I’m talking in a work sense here, rather than anything else, although I do wonder if the same principles apply. Sure, some roles will always be very specific. I mean, you don’t want to be operated on by someone who ‘dips in and out’ of being a surgeon. But in the fast paced world we are now living in, even those with a specific craft or skill will need to adapt quickly to ever-changing scenarios.
For the rest of us, everything is now fluid. Core skills (literacy, numeracy etc) will probably always be required at the heart of most roles.
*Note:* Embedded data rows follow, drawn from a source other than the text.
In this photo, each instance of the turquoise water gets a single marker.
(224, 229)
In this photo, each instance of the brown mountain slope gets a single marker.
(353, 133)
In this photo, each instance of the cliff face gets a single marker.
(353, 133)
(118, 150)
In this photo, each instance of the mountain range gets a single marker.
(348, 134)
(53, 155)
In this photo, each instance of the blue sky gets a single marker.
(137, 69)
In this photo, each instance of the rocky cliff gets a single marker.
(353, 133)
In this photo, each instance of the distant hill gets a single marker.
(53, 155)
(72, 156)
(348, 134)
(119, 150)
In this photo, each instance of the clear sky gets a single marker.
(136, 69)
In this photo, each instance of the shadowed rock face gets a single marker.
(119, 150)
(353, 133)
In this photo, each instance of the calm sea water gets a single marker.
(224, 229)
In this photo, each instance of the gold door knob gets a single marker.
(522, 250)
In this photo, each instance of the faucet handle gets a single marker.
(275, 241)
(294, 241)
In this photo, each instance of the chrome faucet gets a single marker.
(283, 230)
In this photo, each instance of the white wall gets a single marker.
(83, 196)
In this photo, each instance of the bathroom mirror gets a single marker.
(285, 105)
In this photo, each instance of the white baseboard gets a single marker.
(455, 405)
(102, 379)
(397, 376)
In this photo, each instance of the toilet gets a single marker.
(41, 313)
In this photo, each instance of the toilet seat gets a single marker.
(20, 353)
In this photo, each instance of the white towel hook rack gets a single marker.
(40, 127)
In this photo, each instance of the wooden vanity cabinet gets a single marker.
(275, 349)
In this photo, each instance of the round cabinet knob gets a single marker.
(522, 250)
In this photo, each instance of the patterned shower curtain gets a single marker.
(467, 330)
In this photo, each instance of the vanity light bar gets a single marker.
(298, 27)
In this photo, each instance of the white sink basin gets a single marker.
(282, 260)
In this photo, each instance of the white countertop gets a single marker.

But now there are other important skills that need to be brought to the workplace: flexibility, innovation, creativity, persuasion and a learning mindset. It can be bewildering, but I also realised something great:
For those of us who have never wanted one of those very specific, narrowly defined roles, this is the best time to be in the workforce.
Because there will always be something new to jump into, if you see the opportunity and take it. I have an English degree and my masters was studying Critical Theory. Strangely, neither of them appear at all applicable to any of the jobs I have held, yet they have been the foundation of everything. Communication and appraising a scenario, seeing a problem and defining a resolution is a great thing to be able to do. And, if you’re prepared to learn a little code here, a little statistics there, then top it up with a hefty dose of project management, you can play the game in just about any industry.
Being a Jack of all trades is no longer a bad thing.